My #1 stop, Oriental DestinAsian on eBay. Prices range from $69-119 for solid colors in blues, greens, yellows, and of course, white. With a flat rate shipping anywhere in the U.S. for only $35, you can’t go wrong for a repro. Keep in mind that just like anything else, you can pay more and find something really unique and one-of-a-kind straight from artisians in China, or you can opt for reproduction pieces inspired by traditional Chinese garden seats if you’re on a limited budget.
Although the stools I’m seeing in magazines and designer’s portfolios aren’t nearly as ornate, if you love to mix things up, opt for handpainted or these cutout floral patterns from The Company Store ($108), or Mecox Gardens. For a one-of-a-kind seat, Red River Trading Co. in Boston’s South End has imported stools straight from Hunan, China. The two shown above in teal were handmade and fired in a kiln which means that are totally worth $350- each.

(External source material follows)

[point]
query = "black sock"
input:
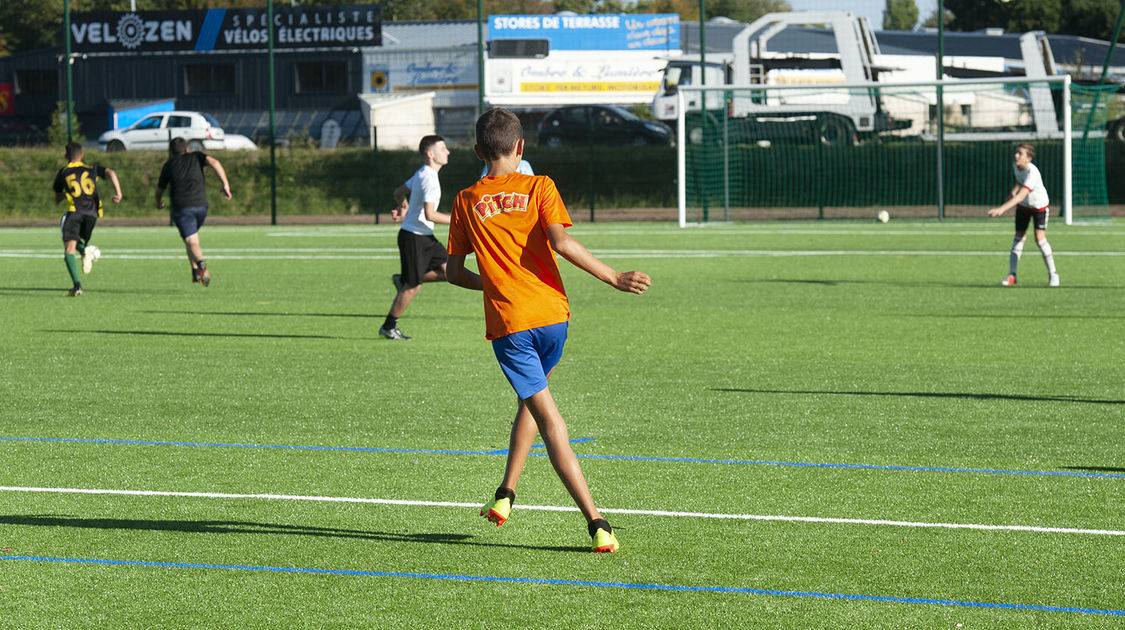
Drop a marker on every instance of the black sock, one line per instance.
(599, 524)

Additional Ceramic Garden Stool resources: Tonic Home, Clipper Trading, even Pottery Barn is in on the trend with a Jade green stool for only $99. You can google for “Ceramic Garden Stools”, “tea stools”, “chinese stools”, and “porcelain garden seats”, and find hundreds of other sources. Use those as search words on eBay, too.
Can you spot them in these rooms? Some are much less obvious than others…
So what do you think – Are you into these, or do you run screaming in the opposite direction?